You know the expression, "You never see the bullet that kills you"?
Well, in late August, this saying aptly applied to the mainstream financial analysis surrounding soybeans, when it was "taken out" by a sharp and sudden downturn.
Here's a brief recap: On August 30, soybean prices soared to a three-year high. "Fundamentals" were suggesting a perfect bullish storm still ahead:
- "US crop forecasts are falling, and that will continue to support the market." (Bloomberg)
- "Soybeans extended their rally on speculation that hot, dry weather in the US, the world's largest grower and exporter, damaged crops more than forecast by the government. Markets rise on yield worries." (Bloomberg)

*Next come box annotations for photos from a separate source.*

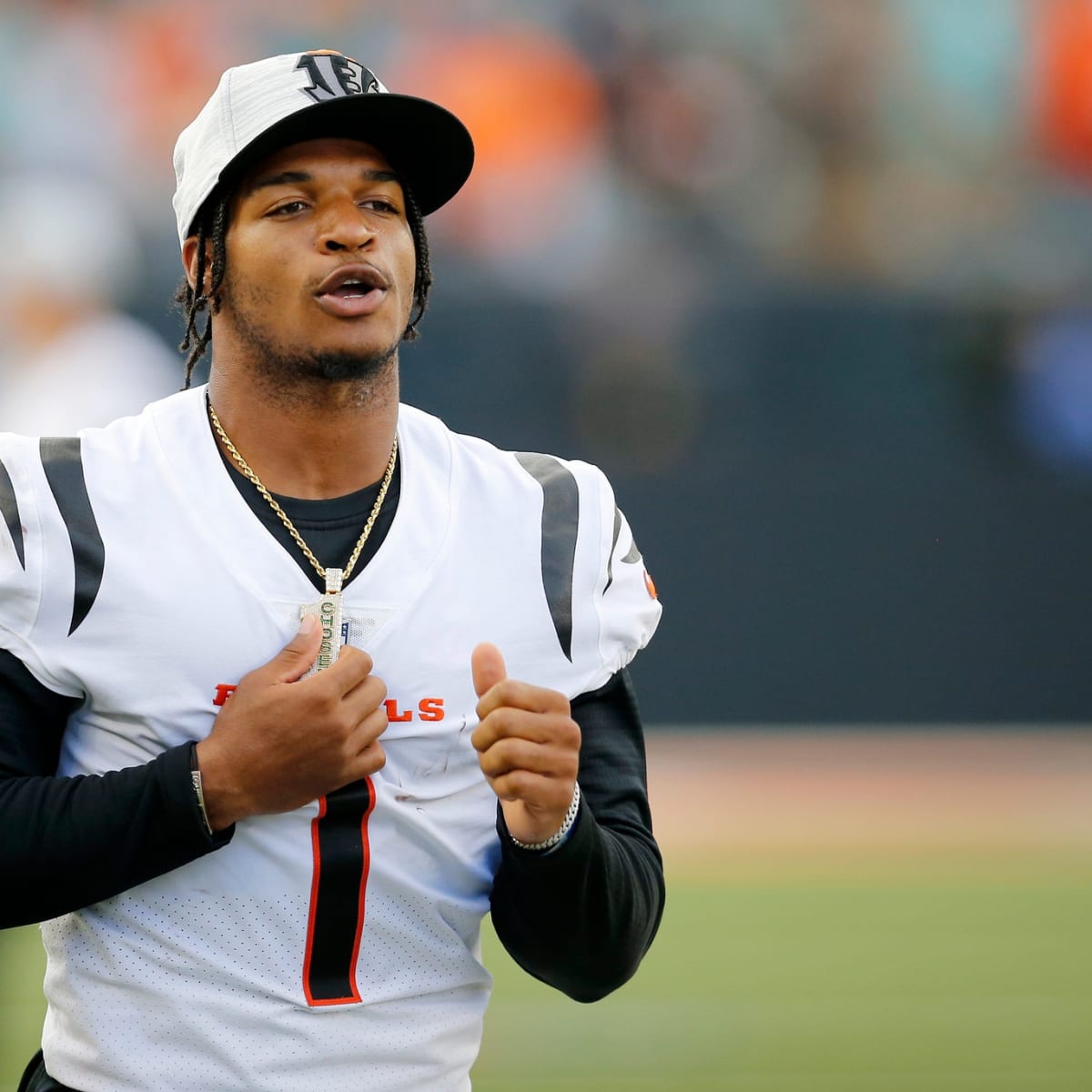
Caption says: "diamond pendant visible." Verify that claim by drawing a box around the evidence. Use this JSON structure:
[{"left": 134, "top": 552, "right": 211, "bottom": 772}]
[{"left": 299, "top": 569, "right": 344, "bottom": 678}]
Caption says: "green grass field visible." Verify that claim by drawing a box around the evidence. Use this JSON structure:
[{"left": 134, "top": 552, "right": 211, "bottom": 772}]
[{"left": 0, "top": 733, "right": 1092, "bottom": 1092}]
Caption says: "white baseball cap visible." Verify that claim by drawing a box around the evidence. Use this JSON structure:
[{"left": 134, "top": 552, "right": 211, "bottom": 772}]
[{"left": 174, "top": 49, "right": 474, "bottom": 242}]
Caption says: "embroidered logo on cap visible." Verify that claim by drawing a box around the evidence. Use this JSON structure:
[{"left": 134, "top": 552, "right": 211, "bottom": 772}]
[{"left": 296, "top": 50, "right": 386, "bottom": 103}]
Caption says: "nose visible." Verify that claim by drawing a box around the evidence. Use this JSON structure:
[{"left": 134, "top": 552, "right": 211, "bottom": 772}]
[{"left": 318, "top": 196, "right": 375, "bottom": 253}]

YET, on August 31 none of it stopped soybeans from turning down in a stomach-churning, 20% sell off to an 11-month low before pausing on October 4.
That's the weakness of forecasting the markets with "fundamentals": Usually, you simply end up rationalizing the current trend -- and miss the turn. But while there is no fool-proof market forecasting method, Elliott wave analysis does a much better job at seeing trend changes ahead.
On August 30, EWI's Commodity Specialty Service editor Peter DeSario presented the following chart of soybeans that showed a large "expanded flat" Elliott wave pattern nearing completion along with this timely insight:
"An imminent top is expected... Another three to follow the completed wave (X) appears to be an expanded flat that could complete with the next reversal indication and be followed by a substantial decline."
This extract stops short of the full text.